“Also lightning,” agreed Gerald. “It was a fool thing to do and Jack might have been burned to a crisp because I locked the door and threw the key away for some unknown reason. And the first thing I knew the place was burning like a bonfire. Not that I was troubling much, however. I’d brought along a couple of those chemical extinguishers from the house and my plan was to break open the door, rescue Jack heroically, just like a sure-enough fire-fighter, and then put out the flames with the extinguishers. Poor old Jack was howling like a good one, and I was telling him to keep his courage up or something like that when a fellow sang out from the other side of the fence and wanted to know what I was doing. I told him and invited him over to help. I think he called me a silly little fool, which was impolite but dreadfully true. Then he jumped over, grabbed the ax away from me and beat in the door. The place was just a mass of flames inside and Jack was stretched out like dead. I guess the poor old fellow was scared stiff. So then there was nothing to do but go in and get him. The trouble was that after I reached Jack I was too choked up with smoke and too frightened to get out again, and if the other chap hadn’t lugged us both out—well, you wouldn’t be sitting here; and neither would I, nor Jack. We all got scorched a little and we boys were put to bed and had to be dosed and fixed up by the doctor, and there was a big old fuss.”

“What an awful thing to do!” said Kendall. “Why, you might have been burned horribly. Who was the other boy?”

“Dan Vinton. And that’s how I happened to go to Yardley to school. I’d had about half a dozen tutors and none of them would stay very long because I was a mean little brat and made their lives a burden to them, I guess. Dad sort of fell in love with Dan, just as I did, and after a while, when I insisted that I wouldn’t be happy if I couldn’t go to Yardley, Dad let me go on the understanding that Dan was to take charge of me. You see, Dad was away a good deal more then than he is now. So I went to room with Dan, and he made me toe the mark, too. I was like a kid with three nurses, for when Dan wasn’t looking after me then Alf Loring or Tom Dyer was! Well, I had my troubles for a while, but I got through with them. It did me a lot of good, I tell you, Kendall, for I was in a fair way to become a conceited, puny little idiot. Why, I didn’t know what it was to be hungry until I went to Yardley and played football and lived out of doors! I tell you, the fellow that doesn’t go to a school where he can mix with other fellows and be thrown on his own resources and fight his own battles is mighty unfortunate.”

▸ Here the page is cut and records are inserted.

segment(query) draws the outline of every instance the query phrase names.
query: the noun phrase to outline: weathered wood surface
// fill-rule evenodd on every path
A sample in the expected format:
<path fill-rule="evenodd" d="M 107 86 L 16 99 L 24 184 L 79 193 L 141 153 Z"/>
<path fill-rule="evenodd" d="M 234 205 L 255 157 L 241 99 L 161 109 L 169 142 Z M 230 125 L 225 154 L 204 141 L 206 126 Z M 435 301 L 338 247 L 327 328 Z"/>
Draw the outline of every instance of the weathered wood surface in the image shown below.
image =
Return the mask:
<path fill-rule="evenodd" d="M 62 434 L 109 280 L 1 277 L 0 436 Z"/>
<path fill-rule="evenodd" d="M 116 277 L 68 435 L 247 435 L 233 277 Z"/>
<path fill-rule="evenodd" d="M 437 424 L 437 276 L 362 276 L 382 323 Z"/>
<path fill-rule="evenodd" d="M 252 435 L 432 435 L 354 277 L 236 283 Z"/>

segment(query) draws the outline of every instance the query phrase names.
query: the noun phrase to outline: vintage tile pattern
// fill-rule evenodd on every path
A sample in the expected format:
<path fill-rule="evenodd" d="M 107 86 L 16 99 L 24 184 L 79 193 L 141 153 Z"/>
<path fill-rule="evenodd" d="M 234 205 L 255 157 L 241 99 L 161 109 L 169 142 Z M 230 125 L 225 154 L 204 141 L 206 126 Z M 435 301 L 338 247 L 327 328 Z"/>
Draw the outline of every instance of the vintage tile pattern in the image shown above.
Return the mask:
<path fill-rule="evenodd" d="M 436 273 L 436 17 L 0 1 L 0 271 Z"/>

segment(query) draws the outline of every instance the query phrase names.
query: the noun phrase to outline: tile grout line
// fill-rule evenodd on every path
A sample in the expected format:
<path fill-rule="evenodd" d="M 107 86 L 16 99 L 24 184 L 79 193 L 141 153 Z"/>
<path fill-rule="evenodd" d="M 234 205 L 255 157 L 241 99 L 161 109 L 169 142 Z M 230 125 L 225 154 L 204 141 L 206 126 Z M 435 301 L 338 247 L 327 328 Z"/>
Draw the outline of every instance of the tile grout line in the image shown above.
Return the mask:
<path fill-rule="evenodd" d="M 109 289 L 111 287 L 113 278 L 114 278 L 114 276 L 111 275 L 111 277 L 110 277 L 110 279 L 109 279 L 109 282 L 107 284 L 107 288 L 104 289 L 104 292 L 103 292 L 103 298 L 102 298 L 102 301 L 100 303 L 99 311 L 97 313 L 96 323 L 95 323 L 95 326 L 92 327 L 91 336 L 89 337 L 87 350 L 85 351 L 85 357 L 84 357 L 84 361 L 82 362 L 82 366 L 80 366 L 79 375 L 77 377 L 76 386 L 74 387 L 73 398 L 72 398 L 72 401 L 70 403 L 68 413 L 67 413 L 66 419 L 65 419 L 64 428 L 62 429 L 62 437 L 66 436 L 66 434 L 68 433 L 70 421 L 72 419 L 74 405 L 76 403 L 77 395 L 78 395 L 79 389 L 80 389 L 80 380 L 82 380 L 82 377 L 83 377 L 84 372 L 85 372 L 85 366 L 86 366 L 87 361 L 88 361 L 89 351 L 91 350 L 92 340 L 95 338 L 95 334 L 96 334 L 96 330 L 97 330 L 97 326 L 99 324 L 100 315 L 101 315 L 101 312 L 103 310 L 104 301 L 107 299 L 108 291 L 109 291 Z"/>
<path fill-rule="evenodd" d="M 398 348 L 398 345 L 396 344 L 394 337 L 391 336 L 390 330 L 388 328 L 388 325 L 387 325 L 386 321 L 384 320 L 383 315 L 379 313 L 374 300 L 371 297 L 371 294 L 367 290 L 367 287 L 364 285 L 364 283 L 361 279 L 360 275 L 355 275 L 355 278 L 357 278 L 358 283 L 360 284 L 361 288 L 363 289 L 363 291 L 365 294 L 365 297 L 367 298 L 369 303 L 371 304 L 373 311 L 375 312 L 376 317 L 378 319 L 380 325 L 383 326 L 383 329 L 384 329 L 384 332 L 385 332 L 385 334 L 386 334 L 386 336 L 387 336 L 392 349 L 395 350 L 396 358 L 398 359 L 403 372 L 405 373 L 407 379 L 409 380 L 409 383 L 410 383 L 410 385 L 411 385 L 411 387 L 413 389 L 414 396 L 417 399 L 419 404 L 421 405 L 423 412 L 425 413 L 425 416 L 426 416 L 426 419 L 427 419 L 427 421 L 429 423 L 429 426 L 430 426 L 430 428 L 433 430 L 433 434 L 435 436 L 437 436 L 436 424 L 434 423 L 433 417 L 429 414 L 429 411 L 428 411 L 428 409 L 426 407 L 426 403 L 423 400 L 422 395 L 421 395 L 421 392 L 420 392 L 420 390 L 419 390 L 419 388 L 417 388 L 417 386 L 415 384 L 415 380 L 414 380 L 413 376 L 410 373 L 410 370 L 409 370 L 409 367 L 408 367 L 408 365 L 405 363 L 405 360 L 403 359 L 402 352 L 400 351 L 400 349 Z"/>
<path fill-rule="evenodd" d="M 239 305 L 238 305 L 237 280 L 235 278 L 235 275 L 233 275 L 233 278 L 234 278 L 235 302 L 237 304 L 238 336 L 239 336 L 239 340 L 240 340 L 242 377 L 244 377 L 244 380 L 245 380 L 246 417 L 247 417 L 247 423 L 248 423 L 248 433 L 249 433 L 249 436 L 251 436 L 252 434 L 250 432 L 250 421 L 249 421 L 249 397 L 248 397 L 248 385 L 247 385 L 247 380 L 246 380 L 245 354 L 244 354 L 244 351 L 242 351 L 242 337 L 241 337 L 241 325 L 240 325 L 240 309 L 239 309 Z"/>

“I suppose so,” agreed Kendall, “but it must be pretty hard on some fellows. Take chaps who are shy and have been made a lot of at home, Gerald; I guess they get pretty unhappy sometimes at boarding school.”

“Rather! I was so homesick and—and miserable that I ran away once and went home to New York. And Dan came after me and lugged me back. Oh, I know what it is about as well as any fellow. And that’s why I always try to be friendly with the youngsters that come to school looking as though they were walking into a den of lions. You come across them every day at this time of year, trailing around by themselves and looking sort of red about the eyes and doleful all over. I know about how they feel; homesick and scared of the other fellows and scared of faculty and scared of their lessons. It’s bad while it lasts, but it doesn’t last long. Some morning you wake up with an appetite for breakfast that almost makes you ache; and some fellow says, ‘Hello, kid,’ to you as you go downstairs, and smiles at you or maybe claps you on the back, and you eat a big breakfast and sort of look around and think how jolly everything looks and how friendly the fellows seem all of a sudden. And you wake up to the fact that you belong, that you’re one of the crowd, that you’re a Yardley Hall fellow. And you walk out of commons with a bit of a swagger and begin to try and decide whether to be captain of the football team or a First Honors man!”

Kendall smiled appreciatively. He had been through it himself and it was just as Gerald had described it. And he believed he knew a little better now why Gerald had picked him for a roommate!

“Another thing,” continued Gerald, rubbing Jack’s ribs with one foot, “that sort of thing has to come some time, anyway. I mean that—that stage-fright or whatever you want to call it. If you don’t go through with it at prep school you’ll have to face it later; perhaps when you go to college or perhaps when you go into business. Every fellow has to face it some time. It’s a good deal like being tossed into the water and told to swim. You swim after a fashion—because you have to to keep afloat, but you’re scared to death at first. After a bit you like it and they can’t keep you out of the water unless they tie you up!”

“That’s something I can’t do,” said Kendall, “swim.”

“You can’t?” asked Gerald incredulously. “It’s high time you learned then. Where have you been all your life?”

“On a farm,” laughed Kendall. “I’m a hayseed.”